Se for licenciado, deve ousar propor-se chefiar equipas, projetos e ser pró-ativo na Associação Portuguesa de Geógrafos.

8 - Comente um acontecimento recente, ou um tema atual (nacional ou internacional), tendo em conta em particular a sua perspetiva e análise como geógrafa.
Considero que a pandemia da COVID-19 continua a ser o grande acontecimento internacional e também no nosso paíse. Veio contrariar o paradigma de quase invencibilidade do ser humano e veio alterar todas as dimensões da nossa vida, incluindo a académica. 
São vários os motivos para a crescente ameaça pandémica no presente século, que são potenciais campos de pesquisa para o Geógrafo. Destaca-se a mobilidade da população mundial e o seu rápido crescimento, a crescente urbanização e concentração de pessoas nalguns territórios, assim como a produção de alimentos industrializados em cadeias globais.

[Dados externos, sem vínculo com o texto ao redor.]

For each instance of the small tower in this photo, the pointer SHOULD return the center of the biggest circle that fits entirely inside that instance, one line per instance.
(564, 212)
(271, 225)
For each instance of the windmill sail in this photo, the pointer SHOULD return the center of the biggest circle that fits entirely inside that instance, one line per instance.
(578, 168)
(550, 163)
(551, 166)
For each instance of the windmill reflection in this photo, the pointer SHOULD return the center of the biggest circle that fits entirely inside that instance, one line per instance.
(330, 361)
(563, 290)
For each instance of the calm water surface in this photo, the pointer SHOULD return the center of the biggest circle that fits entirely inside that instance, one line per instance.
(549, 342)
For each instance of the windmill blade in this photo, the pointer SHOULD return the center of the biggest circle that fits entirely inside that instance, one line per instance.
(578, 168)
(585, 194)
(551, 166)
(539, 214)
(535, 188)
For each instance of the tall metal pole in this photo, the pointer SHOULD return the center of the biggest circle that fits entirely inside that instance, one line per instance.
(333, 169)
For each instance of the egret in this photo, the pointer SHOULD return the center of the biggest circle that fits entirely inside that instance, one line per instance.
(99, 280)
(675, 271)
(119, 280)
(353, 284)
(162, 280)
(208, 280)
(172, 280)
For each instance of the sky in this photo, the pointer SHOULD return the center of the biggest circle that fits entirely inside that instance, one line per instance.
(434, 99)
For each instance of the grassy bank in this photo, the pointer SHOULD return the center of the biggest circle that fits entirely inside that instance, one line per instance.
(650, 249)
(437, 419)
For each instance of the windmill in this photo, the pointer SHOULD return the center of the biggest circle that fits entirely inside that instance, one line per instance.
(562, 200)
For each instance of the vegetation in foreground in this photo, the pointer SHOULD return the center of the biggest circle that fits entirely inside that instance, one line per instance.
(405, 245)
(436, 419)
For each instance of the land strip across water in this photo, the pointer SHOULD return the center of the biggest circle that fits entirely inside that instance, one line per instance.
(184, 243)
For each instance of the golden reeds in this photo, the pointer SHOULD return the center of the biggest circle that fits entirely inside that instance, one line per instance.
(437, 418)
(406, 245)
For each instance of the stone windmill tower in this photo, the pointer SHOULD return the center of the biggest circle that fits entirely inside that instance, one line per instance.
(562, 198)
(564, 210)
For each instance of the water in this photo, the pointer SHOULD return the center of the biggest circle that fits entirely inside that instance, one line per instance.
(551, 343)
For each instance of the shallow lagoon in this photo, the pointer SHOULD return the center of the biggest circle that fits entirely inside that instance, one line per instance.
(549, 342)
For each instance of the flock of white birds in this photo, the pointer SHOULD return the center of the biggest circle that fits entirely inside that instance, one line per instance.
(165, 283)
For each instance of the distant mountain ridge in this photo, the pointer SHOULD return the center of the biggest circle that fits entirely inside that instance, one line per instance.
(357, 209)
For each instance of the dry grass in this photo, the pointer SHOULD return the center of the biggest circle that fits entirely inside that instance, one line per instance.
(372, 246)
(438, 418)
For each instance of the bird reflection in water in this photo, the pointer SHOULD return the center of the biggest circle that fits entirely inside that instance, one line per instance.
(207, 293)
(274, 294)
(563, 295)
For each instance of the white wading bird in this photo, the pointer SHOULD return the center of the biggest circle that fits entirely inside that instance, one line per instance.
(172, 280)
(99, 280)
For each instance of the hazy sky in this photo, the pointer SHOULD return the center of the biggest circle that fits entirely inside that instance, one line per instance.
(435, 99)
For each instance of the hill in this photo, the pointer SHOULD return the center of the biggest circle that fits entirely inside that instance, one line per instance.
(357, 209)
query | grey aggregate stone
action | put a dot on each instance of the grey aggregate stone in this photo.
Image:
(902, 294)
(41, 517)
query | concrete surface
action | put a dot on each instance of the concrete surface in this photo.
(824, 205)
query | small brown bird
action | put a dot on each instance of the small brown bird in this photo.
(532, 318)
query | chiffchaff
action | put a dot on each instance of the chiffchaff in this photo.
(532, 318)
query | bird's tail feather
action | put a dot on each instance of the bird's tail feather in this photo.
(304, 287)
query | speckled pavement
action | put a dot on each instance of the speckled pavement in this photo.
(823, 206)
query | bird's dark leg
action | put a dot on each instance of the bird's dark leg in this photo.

Também não podemos olvidar o aumento do consumo de determinados alimentos (como a carne) e o desenvolvimento de redes globais de transporte intervindo como vetores na disseminação de agentes patogénicos.
Esta pandemia tem ajudado a denunciar, entre outros aspetos, a subnotificação de doenças e a necessidade da intervenção do Geógrafo. Este acontecimento também se encontra ligado à mitigação das alterações climáticas e à Economia Circular.

9 - Que lugar recomenda para saída de campo em Portugal? Porquê?
Recomendo sempre o território imediato ao nosso local de residência. É o que costumo transmitir aos estudantes. Só depois do conhecimento e abordagem como Geógrafa do território mais imediato é que devo tentar conhecer outros territórios.
A seguir, passar para o conhecimento da sub-região onde se insere o nosso local de residência.
Se cada um de nós já conhecer bem o território visível e não visível que nos rodeia, então recomendo fazer o Caminho de Santiago, pois permite uma avaliação da paisagem de forma sensorial e mais empírica e permite aplicar as capacidades de diferentes técnicas de investigação, quer qualitativas, quer quantitativas.
A seguir, os Açores, começando pela ilha de S. Miguel, pela possibilidade de encontrar ainda algum equilíbrio nas várias dimensões: social, ambiental e cultural.